9. Enfin si les requérants font valoir que cette décision serait contraire aux stipulations de l’article 8 de la Convention européenne de sauvegarde des droits de l’Homme et des libertés fondamentales ainsi qu’à celles de l’article 3-1 de la convention internationale sur les droits de l’enfant, et font état notamment de l’attachement de M. E… pour l’enfant et des problèmes de santé de celle-ci, sans d’ailleurs établir ni même alléguer qu’ils nécessiteraient d’être pris en charge en France, la décision attaquée ne s’oppose pas, en tout état de cause, à ce que cette enfant puisse bénéficier d’un visa pour venir en France. Enfin, ainsi qu’il a été dit précédemment, la décision en litige, fondée sur les dispositions du code civil, ne met pas en œuvre les dispositions du droit comorien, et par suite les requérants ne peuvent utilement soutenir que « en outre l’application de la loi comorienne porte atteinte aux stipulations de l’article 3-1 » de la convention internationale relative aux droits de l’enfant.
10. Il résulte de tout ce qui précède que les requérants ne sont pas fondé à soutenir que c’est à tort que, par le jugement attaqué, le tribunal administratif de Paris a rejeté leur demande.

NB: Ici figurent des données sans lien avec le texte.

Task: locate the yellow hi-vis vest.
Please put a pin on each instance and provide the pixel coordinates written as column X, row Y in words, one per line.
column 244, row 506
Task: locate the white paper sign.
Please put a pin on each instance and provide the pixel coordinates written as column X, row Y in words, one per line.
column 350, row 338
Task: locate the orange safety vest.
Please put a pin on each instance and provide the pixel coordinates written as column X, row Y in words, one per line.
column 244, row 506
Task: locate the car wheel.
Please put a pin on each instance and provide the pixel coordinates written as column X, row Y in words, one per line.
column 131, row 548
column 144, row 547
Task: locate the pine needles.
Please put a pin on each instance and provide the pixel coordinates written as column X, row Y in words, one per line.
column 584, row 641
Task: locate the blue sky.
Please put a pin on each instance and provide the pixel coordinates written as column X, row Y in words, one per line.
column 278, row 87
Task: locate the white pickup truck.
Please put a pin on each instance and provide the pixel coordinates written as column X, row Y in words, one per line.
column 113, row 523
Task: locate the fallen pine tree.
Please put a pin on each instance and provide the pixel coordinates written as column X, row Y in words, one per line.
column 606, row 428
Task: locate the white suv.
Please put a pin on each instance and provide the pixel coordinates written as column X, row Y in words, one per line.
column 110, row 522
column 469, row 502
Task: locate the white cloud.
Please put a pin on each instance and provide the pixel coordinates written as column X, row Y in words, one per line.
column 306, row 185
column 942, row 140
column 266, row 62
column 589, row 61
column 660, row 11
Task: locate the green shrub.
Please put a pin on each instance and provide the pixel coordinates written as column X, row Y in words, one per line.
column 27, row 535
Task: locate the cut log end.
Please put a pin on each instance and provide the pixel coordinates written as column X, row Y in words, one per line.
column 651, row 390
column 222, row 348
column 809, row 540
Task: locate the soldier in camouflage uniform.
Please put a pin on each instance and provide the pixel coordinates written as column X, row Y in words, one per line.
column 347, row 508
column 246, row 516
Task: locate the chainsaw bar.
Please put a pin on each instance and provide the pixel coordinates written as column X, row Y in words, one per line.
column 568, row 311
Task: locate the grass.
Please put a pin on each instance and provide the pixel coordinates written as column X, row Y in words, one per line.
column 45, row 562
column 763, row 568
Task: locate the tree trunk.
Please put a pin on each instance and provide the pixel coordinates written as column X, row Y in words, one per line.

Par voie de conséquence, leurs conclusions à fin d’injonction, y compris par voie de conséquence celles tendant à l’effacement de l’inscription de M. E… du fichier des personnes recherchées, ainsi que celles présentées sur le fondement de l’article L. 761-1 du code de justice administrative, dès lors que l’État n’est pas la partie perdante dans la présente instance, ne peuvent qu’être également rejetées.
DÉCIDE :
Article 1er : La requête de M. E… et de Mme B… est rejetée.
Article 2 : Le présent arrêt sera notifié à M. D… E…, à Mme C… B… et au ministre de l’Europe et des affaires étrangères.
Délibéré après l’audience du 5 février 2026, à laquelle siégeaient :
- M. Stéphane Diémert, président de la formation de jugement en application des articles L. 2343 (1er alinéa) et R. 222-6 (1er alinéa) du code de justice administrative,
- Mme Marie-Isabelle Labetoulle, première conseillère,
- Mme Hélène Brémeau-Manesme première conseillère.
Rendu public par mise à disposition au greffe le 12 mars 2026.
La rapporteure,
M-I. LABETOULLE
Le président,
S. DIÉMERT
La greffière,
C. POVSE
La République mande et ordonne au ministre de l’Europe et des affaires en ce qui le concerne ou à tous commissaires de justice à ce requis en ce qui concerne les voies de droit commun contre les parties privées, de pourvoir à l’exécution de la présente décision.